Встревожить то, что гроб сокрыл?
Нарушить спящих вечный сон?
Лэнгхорнnote 3
Большинству читателей — сказано в рукописи мистера Петтисона — приходилось, конечно, не без удовольствия наблюдать веселую кутерьму, которую в тихий час летнего вечера, расходясь после занятий, поднимают деревенские школьники. Неуемная живость, свойственная детскому возрасту и с таким трудом подавляемая в томительные часы учения, вдруг разражается, словно взорвавшись, криками, пением и проказами маленьких сорванцов, которые собираются на лужайке и, разбившись на группы, принимаются за свои состязания. Но есть еще одна личность, которая в этот момент испытывает облегчение; впрочем, ее чувства не так заметны стороннему наблюдателю и не в такой мере способны вызвать его симпатию. Я имею в виду учителя, который, оглушенный несмолкающим гулом голосов и задыхаясь в спертом воздухе классной комнаты, непрерывно сражался весь день (один против целой оравы), пресекая озорство, побуждая к труду безразличие, силясь просветить тупоумие и укрощая упорство.
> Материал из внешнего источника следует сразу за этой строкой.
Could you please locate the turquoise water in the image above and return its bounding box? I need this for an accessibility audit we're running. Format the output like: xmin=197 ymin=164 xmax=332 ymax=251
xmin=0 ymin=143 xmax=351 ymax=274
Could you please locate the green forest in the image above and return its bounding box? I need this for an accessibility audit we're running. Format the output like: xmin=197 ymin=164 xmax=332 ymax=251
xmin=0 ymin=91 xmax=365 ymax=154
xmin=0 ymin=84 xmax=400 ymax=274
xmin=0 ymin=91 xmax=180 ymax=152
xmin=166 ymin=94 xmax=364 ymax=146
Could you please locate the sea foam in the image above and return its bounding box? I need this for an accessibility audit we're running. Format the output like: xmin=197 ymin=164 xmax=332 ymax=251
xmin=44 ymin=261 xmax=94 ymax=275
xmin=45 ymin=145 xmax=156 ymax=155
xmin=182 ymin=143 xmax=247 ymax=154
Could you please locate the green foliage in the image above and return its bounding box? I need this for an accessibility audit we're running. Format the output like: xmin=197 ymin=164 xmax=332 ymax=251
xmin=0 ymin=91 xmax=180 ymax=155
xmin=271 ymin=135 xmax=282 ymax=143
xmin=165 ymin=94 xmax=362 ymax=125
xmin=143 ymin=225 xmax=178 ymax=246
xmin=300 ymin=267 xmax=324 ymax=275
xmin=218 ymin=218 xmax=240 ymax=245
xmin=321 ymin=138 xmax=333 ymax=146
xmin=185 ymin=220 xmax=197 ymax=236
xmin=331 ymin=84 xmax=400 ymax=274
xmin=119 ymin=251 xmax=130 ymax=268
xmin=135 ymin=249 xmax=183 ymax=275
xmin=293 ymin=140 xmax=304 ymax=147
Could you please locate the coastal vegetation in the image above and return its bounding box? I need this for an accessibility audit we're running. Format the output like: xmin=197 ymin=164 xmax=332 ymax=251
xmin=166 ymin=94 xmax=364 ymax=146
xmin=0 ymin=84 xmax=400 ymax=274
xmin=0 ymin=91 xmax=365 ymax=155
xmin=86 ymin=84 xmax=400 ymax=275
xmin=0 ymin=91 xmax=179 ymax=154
Мысли его спутались и потускнели оттого, что он выслушал сто раз подряд все тот же затверженный наизусть глупый урок, когда единственное, что нарушало унылое однообразие, — это разнообразный вздор, изрекаемый отвечающими. Даже цветы античного гения, доставлявшие столько радости его одинокой фантазии, и они, казалось, увядали и блекли от связанных с ними слез, ошибок и наказаний, так что не было такой эклоги Вергилия или оды Горация, которая не сплелась бы в его представлении с хмурым обликом или монотонным скандированием того или иного хнычущего ученика. А если это постоянное напряжение умственных сил испытывает человек хрупкого телосложения, наделенный душой, жаждущей более высокого поприща, чем мучительство школьников, читатель сможет понять, хотя и весьма отдаленно, какое великое облегчение голове, раскалывающейся от боли, и нервам, издерганным многочасовым докучным трудом на ниве просвещения, — одинокая прогулка в прохладе ясного летнего вечера.
Для меня эти блуждания вечерней порой были счастливейшими часами моей несчастливой жизни, и если какой-нибудь благосклонный читатель найдет удовольствие в чтении этого плода моих бессонных ночей, то да будет ему известно, что план своей книги я обычно обдумывал в те мгновения, когда отдых от изнурительного дневного труда и шума и безмятежность окружающего склоняли мой дух к сочинительству.
Мое излюбленное место прогулок в эти часы золотого досуга — берега небольшого ручья, который, «извиваясь по долу зеленого папоротника», протекает перед сельской школою в Гэндерклю. На первой четверти мили мне иногда приходится отвлекаться от своих размышлений, отвечая на приветствия моих забредших в эти места питомцев — кто неловко расшаркивается, кто сдергивает с головы шапчонку, — которые ловят в ручье форелей и всякую мелюзгу или собирают вдоль его берегов тростник и полевые цветы. Но забираться дальше упомянутого мной расстояния после захода солнца юные удильщики не очень-то любят. Причина заключается в том, что чуть выше по узкой долине, во впадине, как бы вырытой в крутом, поросшем вереском склоне, расположено заброшенное, старое кладбище, и маленькие трусишки боятся подходить к нему в сумерки. Для меня, напротив, это место полно неизъяснимого очарования. Оно долгое время было излюбленной целью моих прогулок, и, если мой добрый наставник и покровитель не забудет своего обещания, оно станет (и, вероятно, довольно скоро) моим последним прибежищем по завершении мною земного пути. (Примечание мистера Джедедии Клейшботэма: «Свидетельством того, что я свято исполнил свой долг по отношению к покойному и незабвенному другу, может служить красивый надгробный камень, воздвигнутый мною на этом месте за собственный счет с начертанными на нем именем и званием Питера Петтисона, датой его рождения и погребения, а также перечислением его достоинств, засвидетельствованных мною, его начальником и руководителем. — Д.К.».)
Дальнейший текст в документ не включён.